Gli elementi su cui concentrare l’attenzione, soprattutto alla luce della pandemia, sono le competenze digitali e l’educazione finanziaria. L’autodeterminazione passa in primis dall’indipendenza economica, che molte donne non hanno o hanno in maniera limitata. L’educazione finanziaria ha un ruolo strategico per la presa di coscienza. Di recente si è intensificato il dibattito sulla tematica e sono aumentate le occasioni di informazione e formazione. Per quanto riguarda le competenze digitali, le opportunità formative coprono la fascia di età fino ai 29 anni, ma escludono le donne adulte e anziane. Ovvero coloro che dovrebbero adeguare le proprie conoscenze e competenze.
Violenza e salute
La violenza contro le donne è un problema di salute di enormi proporzioni globali. Le conseguenze sullo stato di salute della donna assumono infatti diversi livelli di gravità incluso il Post Traumatic Stress Disorder (PTSD). Le donne abusate hanno quasi il doppio delle probabilità di soffrire di depressione e di sviluppare problemi con l’alcol. Le vittime di abusi da parte sia del proprio partner sia di sconosciuti hanno l’1,5% di probabilità in più di contrarre infezioni sessuali gravi rispetto a donne che non hanno subito violenze, oltre che il doppio della probabilità di avere un aborto.

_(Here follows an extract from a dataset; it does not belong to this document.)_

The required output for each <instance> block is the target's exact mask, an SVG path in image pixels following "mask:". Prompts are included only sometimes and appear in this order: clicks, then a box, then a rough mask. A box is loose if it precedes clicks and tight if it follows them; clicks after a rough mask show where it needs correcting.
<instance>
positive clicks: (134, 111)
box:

In Italia, il Servizio Sanitario Nazionale garantisce alle donne, alle coppie e alle famiglie, strutture finalizzate alla prevenzione, all’individuazione precoce e all’assistenza nei casi di violenza di genere e sessuale. Ma è necessario rafforzare le competenze degli operatori sociosanitari che entrano in contatto con le vittime, mediante specifici programmi di formazione. Le donne con disabilità sono più esposte delle altre alla violenza di genere, ma questo aspetto è scarsamente considerato: nel 2014 l’Istat ha specificato che ha subìto violenze fisiche o sessuali il 36% di chi è in cattive condizioni di salute e il 36,6% di chi ha disabilità gravi. Il rischio per queste donne di subire stupri o tentati stupri è pari al 10%, contro il 4,7% delle donne prive di questi problemi. Le donne con disabilità intellettiva hanno più probabilità di subire violenze o abusi sessuali.